Altri due aspetti relativi alle azioni da mettere in campo rispetto alla riduzione delle emissioni attraverso l’economia circolare riguardano le politiche da adottare a livello nazionale e internazionale. Le politiche di economia circolare vanno integrate nei piani nazionali e non solo sulla base degli NDCs per Paese. La riduzione delle emissioni non è l’unico problema a cui dobbiamo far fronte e soprattutto non può essere risolto all’interno di confini nazionali.

Talvolta, politiche di riduzione globali finiscono per incrementare l’impatto su un singolo Paese. I Consumpion-based accounting (CBA) tengono conto di come la domanda finale in una regione provochi emissioni di carbonio altrove a causa delle catene di approvvigionamento nella rete economica globale.
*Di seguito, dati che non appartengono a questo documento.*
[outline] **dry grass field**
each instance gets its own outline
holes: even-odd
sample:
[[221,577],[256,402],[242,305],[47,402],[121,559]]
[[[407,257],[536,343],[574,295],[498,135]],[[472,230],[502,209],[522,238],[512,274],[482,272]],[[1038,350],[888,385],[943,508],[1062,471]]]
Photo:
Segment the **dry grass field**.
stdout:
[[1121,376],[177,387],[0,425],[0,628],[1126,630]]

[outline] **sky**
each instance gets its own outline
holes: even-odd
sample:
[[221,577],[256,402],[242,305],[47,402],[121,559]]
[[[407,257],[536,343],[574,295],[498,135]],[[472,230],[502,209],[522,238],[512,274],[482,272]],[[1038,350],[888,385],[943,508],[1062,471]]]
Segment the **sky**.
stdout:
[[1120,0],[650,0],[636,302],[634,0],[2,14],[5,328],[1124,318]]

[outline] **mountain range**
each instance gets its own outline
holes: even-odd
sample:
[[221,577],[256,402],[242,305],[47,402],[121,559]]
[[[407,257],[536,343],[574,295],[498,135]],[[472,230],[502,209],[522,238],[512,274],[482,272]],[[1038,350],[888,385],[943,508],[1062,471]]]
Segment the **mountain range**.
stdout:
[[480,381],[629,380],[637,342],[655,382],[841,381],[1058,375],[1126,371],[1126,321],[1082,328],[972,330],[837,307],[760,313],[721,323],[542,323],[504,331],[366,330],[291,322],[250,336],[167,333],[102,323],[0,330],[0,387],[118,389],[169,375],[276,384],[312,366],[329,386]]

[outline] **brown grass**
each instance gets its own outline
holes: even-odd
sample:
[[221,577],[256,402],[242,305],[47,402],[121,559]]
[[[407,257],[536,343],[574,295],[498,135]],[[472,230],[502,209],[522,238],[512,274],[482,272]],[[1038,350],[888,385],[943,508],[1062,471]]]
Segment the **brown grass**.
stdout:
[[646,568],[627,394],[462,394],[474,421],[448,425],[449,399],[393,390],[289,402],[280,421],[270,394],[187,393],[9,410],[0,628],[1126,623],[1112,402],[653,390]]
La riduzione delle emissione basate sui CBA incentiva importazioni ed esportazioni con un minore impatto di Co2. Inoltre, nel conteggio finale delle emissioni va tenuto conto anche delle emissioni cosìdette scope 3, le emissioni prodotte dalle azioni di una’azienda come l’acquisto di beni e sevizi per la propria produzione.

Dichiarare le emissioni scope 3 è ancora volontario ma alcune politiche stanno cercando di spingere il mercato in questa direzione: ne è un esempio la carbon tax, la tassa che viene calcolata sulla quantità di emissioni climalteranti che vengono immesse nell’atmosfera e che prevede quindi un’aliquota su ogni tonnellata di anidride carbonica prodotta dalle aziende.

In questa ottica, il Parlamento europeo ha approvato a giugno la risoluzione sulla proposta della Commissione europea per la riforma del mercato dei permessi di emissione di CO2. Un testo che cerca di ridurre le emissioni del 55% e non del 40% entro il 2030. Il Cbam, “meccanismo di adattamento del carbonio alle frontiere”, chiamato anche “carbon tax alle frontiere”, è il sistema di dazi climatici che si applicherà, con introduzione graduale a partire dal 2026, ad alcune merci importate da paesi che non hanno regimi simili all’Ets per la riduzione delle emissioni.